In Lunch Money, we meet Greg Kenton, serial entrepreneur. Everything is going his way, until he meets his match in his neighbor, Maura Shaw. She seems to have stolen Greg’s latest money-making idea – writing, illustrating, printing, and selling original comic books.
Greg and Maura compete for sales with dueling comic books, inviting your students to learn about creating and marketing a new product with innovation and competition. It is all good fun until Mrs. Davenport, the principal, discovers the comic book market.
I know perfectly well what you are selling. This is a comic book, and in my view, comic books are practically toys, and bad toys at that. This is hardly what I would call a book.
Your students are certain to have their own ideas about that statement, and about Mrs. Davenport’s decision to shut down Greg and Maura’s businesses.

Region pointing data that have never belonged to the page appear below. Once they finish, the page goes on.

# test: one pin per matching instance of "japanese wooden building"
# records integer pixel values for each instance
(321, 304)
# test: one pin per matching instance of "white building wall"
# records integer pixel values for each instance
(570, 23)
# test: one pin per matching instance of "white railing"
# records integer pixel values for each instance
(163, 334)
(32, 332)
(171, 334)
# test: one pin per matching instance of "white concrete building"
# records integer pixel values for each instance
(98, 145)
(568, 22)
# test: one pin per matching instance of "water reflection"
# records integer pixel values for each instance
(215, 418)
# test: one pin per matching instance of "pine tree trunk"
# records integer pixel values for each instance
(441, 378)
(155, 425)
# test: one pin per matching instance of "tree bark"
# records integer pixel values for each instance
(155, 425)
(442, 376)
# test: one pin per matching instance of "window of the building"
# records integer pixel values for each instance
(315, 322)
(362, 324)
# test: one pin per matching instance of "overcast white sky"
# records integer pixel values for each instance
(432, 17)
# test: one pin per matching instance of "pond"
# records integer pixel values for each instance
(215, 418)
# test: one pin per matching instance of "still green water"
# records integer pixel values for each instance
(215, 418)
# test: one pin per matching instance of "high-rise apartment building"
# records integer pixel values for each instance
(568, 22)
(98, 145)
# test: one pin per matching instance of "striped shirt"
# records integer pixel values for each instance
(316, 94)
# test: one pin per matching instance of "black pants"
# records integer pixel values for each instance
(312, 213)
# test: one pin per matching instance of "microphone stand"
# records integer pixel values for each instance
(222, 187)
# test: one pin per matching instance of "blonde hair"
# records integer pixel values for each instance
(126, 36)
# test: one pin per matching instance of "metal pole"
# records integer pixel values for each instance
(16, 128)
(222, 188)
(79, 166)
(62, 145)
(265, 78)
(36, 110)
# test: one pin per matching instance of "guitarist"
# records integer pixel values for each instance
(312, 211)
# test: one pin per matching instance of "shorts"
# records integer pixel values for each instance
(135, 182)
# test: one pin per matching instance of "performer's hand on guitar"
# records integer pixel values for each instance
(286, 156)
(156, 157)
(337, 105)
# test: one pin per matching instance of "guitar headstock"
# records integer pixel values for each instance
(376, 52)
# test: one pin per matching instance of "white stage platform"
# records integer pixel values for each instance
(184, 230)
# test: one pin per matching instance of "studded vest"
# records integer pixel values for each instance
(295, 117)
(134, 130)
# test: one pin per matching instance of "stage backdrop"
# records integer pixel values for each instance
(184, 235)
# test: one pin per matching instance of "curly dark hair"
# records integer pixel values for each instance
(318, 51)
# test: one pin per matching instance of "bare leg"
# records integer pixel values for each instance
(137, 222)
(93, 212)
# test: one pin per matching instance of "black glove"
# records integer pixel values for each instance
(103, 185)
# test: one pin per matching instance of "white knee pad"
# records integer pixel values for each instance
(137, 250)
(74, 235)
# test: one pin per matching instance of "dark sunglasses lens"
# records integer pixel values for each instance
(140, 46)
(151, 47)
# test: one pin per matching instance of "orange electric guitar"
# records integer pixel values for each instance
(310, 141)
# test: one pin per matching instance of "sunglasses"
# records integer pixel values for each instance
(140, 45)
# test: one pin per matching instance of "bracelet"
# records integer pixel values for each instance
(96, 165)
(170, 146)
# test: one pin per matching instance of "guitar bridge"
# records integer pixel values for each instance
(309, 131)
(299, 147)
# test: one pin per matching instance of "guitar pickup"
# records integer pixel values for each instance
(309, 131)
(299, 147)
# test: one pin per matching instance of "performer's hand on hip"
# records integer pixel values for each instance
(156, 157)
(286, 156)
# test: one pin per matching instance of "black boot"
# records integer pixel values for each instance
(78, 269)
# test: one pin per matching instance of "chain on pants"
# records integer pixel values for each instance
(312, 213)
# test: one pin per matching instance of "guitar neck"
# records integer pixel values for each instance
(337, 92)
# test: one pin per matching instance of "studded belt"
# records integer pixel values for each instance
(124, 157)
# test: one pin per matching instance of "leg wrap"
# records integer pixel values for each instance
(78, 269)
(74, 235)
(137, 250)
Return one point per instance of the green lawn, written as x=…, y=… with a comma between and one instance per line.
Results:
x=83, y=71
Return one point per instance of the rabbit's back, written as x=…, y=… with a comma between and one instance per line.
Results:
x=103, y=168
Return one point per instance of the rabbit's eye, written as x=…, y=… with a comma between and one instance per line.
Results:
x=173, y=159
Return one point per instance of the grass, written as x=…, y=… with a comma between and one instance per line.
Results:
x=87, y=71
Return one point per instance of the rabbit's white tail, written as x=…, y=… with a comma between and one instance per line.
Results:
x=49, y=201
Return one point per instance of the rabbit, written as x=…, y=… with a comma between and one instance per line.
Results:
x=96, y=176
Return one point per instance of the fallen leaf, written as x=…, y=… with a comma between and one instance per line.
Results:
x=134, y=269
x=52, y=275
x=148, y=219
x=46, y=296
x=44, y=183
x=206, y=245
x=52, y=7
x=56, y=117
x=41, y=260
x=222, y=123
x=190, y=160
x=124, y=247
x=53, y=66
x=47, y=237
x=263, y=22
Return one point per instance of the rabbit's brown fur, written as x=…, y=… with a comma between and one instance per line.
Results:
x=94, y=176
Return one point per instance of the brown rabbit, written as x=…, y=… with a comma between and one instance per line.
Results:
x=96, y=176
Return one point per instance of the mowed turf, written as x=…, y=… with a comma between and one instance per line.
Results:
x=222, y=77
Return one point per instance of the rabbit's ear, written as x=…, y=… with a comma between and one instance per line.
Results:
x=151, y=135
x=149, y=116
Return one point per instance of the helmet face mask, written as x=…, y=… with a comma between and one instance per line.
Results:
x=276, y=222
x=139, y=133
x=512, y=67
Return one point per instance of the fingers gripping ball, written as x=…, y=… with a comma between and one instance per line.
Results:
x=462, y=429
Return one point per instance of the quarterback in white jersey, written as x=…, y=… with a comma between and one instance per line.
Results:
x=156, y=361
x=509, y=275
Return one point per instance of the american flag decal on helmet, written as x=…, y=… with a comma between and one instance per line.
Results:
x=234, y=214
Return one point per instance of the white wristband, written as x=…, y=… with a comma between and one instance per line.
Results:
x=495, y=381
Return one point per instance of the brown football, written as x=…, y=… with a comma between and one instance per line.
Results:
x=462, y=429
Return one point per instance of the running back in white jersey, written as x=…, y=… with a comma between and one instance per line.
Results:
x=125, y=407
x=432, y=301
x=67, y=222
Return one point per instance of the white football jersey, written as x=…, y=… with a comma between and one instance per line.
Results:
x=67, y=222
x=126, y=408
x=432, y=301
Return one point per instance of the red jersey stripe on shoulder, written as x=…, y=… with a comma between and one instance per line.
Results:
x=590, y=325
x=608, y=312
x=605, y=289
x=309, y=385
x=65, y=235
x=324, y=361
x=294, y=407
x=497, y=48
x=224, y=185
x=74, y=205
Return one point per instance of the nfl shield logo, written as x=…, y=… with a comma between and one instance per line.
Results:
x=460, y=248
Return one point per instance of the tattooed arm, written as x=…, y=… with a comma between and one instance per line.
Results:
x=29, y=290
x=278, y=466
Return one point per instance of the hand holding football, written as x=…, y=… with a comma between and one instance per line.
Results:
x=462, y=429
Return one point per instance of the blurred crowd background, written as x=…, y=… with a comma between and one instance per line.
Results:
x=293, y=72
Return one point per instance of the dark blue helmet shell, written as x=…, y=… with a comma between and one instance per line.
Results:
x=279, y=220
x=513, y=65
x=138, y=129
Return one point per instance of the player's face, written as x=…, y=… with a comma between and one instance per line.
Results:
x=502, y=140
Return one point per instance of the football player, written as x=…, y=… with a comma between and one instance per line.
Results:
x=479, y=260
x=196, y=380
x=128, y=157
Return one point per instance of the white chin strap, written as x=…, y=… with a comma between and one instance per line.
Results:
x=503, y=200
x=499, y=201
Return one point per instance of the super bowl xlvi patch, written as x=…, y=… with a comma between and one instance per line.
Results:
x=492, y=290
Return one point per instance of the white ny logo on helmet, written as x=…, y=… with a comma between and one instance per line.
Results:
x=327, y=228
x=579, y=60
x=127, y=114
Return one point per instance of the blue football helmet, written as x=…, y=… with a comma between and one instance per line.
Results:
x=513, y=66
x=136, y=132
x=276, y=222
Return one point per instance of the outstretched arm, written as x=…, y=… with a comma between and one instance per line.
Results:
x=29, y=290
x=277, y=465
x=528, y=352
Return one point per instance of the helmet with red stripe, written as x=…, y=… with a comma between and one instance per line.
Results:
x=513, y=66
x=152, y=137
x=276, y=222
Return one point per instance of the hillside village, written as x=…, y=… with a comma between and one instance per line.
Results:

Clements never lets the story get too one-note – it isn’t just a kids-against-the-principal book. Greg and Maura get some valuable assistance from Mr. Z, the math teacher who desperately wants to avoid conflict but finds himself in the middle of everything. And Greg and Maura must manage their evolving relationship, moving from overt hostility to something more nuanced and interesting, something more like respectful friendship.
Ultimately, Lunch Money becomes a morality tale with some timely questions. What does it mean to be greedy? Is it bad or good to constantly scheme to make money? Should there be restrictions on students’ entrepreneurial projects? Is unfettered capitalism always best?
Clements writes clear, bright prose and dialogue, giving families and schools some big picture questions to think about long after the book ends, which makes Lunch Money a keeper. Your students may just cite the lessons they learned from reading and thinking about Lunch Money in high school and college and maybe with their own kids.